Court Opinion

ID: 9447630
Source: CourtListenerOpinion
Date Created: 2023-08-03 22:39:46.547733+00
Date Added: 2024-06-11T17:31:07.229641
License: Public Domain

EDGERTON, Circuit Judge.
A private corporation, M & M Restaurants, Inc., under a contract with government officers, operated a cafeteria in the Naval Gun Factory, property of the United States. The corporation employed appellant Brawner, a civilian, as a cook. Without a hearing of any sort, the Superintendent and the Security Officer of the Naval Gun Factory excluded her from the premises and thereby deprived her of her job. They said she did not meet the “security requirements”. No one told either her or the corporation which employed her what the security requirements were, or why she was believed not to meet them. The employer asked for “a hearing relative to the denial of admittance to the Naval Gun Factory of Rachel Brawner.” The request was refused.
*194Brawner and her labor union sued the Secretary of Defense, the Secretary of the Navy, the Superintendent and the Security Officer of the Gun Factory, and also Brawner’s employer, for the loss of her job, and have appealed from a summary judgment dismissing the complaint.
Except with respect to the employer, the District Court erred. This has now become clear. On June 29, 1959, the Supreme Court determined that the Secretary of Defense and his subordinates have not been empowered to deny a contrac- ' tor’s employee access to his work, and thereby deprive him of his job, on security grounds, “in a proceeding in which he was not afforded the safeguards of confrontation and cross-examination.” Greene v. Mc-Elroy, 360 U.S. 474, 79 S.Ct. 1400, 3 L.Ed.2d 1377. What government officers are not empowered to do in such a proceeding, which includes a limited sort of hearing, they are not empowered to do in a proceeding that includes no hearing at all.
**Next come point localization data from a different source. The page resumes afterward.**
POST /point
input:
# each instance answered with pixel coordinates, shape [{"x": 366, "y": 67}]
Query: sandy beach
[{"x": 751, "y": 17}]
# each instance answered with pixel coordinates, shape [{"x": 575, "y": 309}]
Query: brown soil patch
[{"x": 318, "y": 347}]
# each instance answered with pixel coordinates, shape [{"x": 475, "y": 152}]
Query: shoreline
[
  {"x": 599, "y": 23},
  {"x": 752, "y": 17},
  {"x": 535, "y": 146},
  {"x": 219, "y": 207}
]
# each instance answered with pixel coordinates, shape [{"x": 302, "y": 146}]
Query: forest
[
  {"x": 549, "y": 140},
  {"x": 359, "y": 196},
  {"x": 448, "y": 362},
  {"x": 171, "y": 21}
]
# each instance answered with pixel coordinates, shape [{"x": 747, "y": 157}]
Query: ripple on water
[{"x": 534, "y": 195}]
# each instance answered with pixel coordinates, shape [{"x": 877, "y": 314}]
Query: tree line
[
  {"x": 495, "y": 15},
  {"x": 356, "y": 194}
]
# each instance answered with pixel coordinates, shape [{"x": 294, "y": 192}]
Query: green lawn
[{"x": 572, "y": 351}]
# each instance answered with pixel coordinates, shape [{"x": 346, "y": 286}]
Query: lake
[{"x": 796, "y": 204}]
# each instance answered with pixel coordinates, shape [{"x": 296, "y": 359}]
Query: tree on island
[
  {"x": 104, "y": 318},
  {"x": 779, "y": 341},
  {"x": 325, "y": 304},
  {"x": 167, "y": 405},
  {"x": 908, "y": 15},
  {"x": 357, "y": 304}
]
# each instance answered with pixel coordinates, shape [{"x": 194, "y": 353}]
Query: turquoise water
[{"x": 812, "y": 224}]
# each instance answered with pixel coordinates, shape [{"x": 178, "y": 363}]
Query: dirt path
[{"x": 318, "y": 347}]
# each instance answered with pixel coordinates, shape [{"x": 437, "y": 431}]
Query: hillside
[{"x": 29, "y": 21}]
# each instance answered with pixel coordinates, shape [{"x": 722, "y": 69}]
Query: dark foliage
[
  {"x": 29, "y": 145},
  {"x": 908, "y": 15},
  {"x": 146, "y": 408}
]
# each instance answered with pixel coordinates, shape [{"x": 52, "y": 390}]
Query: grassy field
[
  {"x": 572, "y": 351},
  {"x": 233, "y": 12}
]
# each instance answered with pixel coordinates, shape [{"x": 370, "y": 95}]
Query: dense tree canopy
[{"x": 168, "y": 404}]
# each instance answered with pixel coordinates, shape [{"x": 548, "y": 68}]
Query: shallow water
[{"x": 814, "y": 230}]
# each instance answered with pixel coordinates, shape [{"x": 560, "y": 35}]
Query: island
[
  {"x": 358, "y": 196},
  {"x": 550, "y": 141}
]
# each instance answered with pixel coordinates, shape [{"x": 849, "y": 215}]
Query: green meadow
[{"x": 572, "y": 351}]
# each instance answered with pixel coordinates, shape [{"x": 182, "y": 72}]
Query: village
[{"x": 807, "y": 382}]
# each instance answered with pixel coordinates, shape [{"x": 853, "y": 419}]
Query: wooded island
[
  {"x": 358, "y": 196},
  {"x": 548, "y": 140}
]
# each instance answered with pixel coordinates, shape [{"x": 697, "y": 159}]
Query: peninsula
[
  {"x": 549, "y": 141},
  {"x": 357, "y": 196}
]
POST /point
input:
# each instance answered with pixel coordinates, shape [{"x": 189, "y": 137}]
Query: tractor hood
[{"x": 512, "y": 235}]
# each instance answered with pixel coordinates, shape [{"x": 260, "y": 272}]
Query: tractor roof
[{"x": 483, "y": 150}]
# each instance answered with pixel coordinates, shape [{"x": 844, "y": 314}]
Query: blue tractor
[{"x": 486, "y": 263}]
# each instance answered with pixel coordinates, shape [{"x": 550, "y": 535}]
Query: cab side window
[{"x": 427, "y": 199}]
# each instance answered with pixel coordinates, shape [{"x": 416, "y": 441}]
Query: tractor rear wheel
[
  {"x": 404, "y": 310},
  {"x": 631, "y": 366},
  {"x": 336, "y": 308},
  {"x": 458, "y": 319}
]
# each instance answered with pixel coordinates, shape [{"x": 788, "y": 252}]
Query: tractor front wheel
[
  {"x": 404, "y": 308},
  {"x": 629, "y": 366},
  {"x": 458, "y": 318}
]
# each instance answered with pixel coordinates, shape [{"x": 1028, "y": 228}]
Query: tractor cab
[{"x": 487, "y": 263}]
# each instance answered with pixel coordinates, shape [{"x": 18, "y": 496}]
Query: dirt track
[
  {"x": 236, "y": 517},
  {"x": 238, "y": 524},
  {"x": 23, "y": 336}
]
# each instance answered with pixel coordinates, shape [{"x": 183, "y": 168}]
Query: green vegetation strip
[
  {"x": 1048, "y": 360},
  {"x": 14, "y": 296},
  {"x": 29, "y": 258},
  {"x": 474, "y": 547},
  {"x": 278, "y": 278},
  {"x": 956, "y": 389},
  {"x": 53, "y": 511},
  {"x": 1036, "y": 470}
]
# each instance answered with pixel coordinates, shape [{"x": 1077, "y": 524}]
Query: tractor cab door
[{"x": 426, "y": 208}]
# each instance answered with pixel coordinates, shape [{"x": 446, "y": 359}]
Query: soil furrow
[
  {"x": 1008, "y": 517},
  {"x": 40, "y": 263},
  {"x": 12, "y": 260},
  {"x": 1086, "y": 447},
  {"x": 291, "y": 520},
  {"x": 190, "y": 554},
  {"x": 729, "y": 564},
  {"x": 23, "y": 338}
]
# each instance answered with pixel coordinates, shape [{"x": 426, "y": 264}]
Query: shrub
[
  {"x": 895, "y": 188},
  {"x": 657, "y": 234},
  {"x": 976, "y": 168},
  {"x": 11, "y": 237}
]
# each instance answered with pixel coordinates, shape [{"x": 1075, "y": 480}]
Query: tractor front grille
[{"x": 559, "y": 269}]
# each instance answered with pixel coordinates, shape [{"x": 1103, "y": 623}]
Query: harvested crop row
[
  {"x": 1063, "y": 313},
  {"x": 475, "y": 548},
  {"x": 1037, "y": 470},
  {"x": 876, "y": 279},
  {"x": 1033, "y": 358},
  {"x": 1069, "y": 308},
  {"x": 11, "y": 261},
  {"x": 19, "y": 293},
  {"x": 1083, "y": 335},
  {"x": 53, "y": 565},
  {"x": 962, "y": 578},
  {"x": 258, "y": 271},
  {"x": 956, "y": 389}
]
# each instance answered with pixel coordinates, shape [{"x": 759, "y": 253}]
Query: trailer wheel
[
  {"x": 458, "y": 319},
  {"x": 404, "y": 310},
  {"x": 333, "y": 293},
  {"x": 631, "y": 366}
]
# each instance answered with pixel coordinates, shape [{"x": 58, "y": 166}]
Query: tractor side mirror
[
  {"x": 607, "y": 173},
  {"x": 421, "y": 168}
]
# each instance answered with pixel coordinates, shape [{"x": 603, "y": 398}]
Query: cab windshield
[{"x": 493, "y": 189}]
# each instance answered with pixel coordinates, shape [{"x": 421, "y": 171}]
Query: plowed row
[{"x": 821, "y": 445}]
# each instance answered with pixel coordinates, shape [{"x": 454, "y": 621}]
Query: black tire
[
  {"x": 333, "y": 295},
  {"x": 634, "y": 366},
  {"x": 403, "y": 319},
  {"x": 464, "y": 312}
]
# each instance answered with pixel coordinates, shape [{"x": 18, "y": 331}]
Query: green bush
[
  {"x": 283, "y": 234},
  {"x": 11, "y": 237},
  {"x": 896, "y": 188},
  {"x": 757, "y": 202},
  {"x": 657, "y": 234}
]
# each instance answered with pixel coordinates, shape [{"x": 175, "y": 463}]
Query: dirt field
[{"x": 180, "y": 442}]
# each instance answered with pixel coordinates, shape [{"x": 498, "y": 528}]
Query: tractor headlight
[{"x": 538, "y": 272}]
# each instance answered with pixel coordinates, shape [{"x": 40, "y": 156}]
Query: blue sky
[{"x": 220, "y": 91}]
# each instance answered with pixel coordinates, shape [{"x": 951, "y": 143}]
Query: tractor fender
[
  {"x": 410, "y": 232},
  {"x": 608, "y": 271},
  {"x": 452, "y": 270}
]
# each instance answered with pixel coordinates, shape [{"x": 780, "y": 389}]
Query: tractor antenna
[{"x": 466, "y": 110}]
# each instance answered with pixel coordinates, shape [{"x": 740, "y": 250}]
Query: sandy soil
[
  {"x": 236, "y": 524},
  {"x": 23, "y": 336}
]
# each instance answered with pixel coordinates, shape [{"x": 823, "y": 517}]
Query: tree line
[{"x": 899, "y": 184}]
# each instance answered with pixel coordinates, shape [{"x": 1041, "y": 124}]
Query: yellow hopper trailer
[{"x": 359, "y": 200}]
As in the Greene ease, if the action of the government officers was in accordance with Navy regulations, the regulations were unauthorized and invalid.
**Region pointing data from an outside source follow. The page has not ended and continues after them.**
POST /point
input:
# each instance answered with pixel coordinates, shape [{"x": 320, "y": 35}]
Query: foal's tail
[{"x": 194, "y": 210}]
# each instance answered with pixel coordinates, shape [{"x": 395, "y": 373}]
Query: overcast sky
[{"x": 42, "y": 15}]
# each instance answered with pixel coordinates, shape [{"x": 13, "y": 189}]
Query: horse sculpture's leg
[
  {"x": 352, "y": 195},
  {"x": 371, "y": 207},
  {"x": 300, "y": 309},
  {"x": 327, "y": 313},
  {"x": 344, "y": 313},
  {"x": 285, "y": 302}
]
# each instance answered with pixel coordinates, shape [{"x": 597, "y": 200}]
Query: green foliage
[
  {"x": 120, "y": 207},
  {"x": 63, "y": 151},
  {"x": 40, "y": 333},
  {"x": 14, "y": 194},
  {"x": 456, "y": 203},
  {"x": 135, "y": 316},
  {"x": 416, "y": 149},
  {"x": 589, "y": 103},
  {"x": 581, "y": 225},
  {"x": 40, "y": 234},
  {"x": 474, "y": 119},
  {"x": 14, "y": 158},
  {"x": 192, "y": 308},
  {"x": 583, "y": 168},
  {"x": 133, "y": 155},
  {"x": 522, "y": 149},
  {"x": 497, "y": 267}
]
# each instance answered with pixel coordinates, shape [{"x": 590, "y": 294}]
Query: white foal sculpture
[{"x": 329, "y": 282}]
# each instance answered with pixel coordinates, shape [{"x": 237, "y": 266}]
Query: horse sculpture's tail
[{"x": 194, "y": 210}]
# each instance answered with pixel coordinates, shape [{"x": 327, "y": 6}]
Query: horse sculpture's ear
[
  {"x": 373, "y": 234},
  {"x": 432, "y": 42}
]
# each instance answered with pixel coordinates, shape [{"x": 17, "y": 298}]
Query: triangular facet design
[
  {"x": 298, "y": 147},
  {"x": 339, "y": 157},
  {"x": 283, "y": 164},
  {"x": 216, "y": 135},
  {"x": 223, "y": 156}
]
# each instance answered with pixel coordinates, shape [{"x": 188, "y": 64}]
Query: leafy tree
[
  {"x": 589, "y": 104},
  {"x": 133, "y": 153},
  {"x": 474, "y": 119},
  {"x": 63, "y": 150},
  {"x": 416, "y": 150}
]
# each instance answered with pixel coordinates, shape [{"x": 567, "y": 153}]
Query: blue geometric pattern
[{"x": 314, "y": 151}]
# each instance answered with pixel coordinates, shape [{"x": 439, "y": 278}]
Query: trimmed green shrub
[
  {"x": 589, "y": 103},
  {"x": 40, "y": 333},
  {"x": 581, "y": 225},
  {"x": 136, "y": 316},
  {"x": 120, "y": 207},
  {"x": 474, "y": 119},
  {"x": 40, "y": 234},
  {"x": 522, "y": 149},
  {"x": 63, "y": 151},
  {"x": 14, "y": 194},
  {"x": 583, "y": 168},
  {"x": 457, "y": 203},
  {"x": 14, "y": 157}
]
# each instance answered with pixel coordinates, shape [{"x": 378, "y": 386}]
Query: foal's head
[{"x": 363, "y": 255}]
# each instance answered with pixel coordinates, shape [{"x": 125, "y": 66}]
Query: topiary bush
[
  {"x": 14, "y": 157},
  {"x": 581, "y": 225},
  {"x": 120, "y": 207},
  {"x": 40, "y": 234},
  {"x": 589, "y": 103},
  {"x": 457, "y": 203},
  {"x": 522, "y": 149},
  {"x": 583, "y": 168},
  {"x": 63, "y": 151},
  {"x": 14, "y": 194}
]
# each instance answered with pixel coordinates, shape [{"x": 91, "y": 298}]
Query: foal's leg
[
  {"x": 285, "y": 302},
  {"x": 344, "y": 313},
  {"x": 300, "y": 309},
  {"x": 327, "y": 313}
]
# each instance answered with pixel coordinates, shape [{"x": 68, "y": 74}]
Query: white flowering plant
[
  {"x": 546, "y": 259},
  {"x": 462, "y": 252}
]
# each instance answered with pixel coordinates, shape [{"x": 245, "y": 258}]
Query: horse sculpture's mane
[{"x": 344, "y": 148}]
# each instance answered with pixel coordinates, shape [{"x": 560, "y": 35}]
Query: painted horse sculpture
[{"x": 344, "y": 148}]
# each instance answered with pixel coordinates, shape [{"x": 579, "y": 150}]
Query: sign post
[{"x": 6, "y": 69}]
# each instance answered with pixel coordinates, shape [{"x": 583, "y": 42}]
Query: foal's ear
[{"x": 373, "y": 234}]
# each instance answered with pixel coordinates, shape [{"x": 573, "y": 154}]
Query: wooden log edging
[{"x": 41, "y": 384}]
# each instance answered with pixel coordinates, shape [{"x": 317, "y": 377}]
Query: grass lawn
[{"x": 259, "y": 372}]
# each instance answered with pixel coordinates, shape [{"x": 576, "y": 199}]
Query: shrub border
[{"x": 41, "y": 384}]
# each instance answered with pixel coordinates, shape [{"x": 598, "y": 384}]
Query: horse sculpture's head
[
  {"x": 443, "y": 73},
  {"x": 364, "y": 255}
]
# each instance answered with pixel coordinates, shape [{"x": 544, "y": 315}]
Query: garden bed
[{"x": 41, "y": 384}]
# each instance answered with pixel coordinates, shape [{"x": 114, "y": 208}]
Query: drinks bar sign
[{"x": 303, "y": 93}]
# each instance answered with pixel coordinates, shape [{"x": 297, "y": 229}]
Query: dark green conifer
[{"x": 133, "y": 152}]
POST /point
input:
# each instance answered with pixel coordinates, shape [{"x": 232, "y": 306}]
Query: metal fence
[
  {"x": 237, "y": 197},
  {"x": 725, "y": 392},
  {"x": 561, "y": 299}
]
It is immaterial that Greene’s working place does not appear to have been, as Brawner’s was, on government property. From the premise that “the United States could validly exclude all persons from access to the Naval Gun Factory”, appellees draw the conclusion that the Secretary of Defense could validly exclude Brawner from her work there, on “security” grounds, without giving her a hearing. If the conclusion followed from the premise, it would likewise follow that the Secretary could deprive government employees of their jobs on similar grounds, without giving them a hearing, by simply excluding them from the places where they work. But neither Congress nor the President has authorized any such thing. And it is clear that government officials may not deprive government employees of their jobs on security grounds except as authorized by Congress or the President. Peters v. Hobby, 349 U.S. 331, 75 S.Ct. 790, 99 L.Ed. 1129; Cole v. Young, 351 U.S. 536, 76 S.Ct. 861, 100 L.Ed. 1396.
The government challenges the standing of appellant labor union to sue. We think the union here had standing to protect the interests of its members.1 Cf. Nat’l Ass’n for the Advancement of Colored People v. Alabama, 357 U.S. 449, 459-460, 78 S.Ct. 1163, 1170, 2 L.Ed.2d 1488; MacArthur Liquors, Inc. v. Palisades Citizens Ass’n, 105 U.S.App.D.C. 180, 265 F.2d 372.
Since Brawner’s employer could not employ her within the Naval Gun Factory, the only place where it had contracted to employ her, when the government appellees would not let her enter the place, it is not responsible for ceasing to employ her. Appellants’ claim against the employer is for alleged breach of contract, and impossibility of performance defeats the claim. The judgment in favor of M & M Restaurants, Inc., is therefore affirmed. The judgment in favor of the government appellees is *195reversed and the case is remanded to the District Court for proceedings consistent herewith.
So ordered.

. The union was the recognized representative of the employees of M & M Restaurants, Inc., under a collective bargaining agreement between the union and the Restaurants. The agreement authorized the union to participate in any dispute arising thereunder, including a dispute over discharge of any employee. When Implant Foods, Inc., replaced the Restaurants as the operator of the cafeteria, the new collective bargaining contract included a provision whereby Implant agreed to reinstate appellant with full rights should this suit be determined in her favor. Cf. Fishgold v. Sullivan Drydock & Repair Corp., 328 U.S. 275, 283, 66 S.Ct. 1105, 1110, 90 L.Ed. 1230.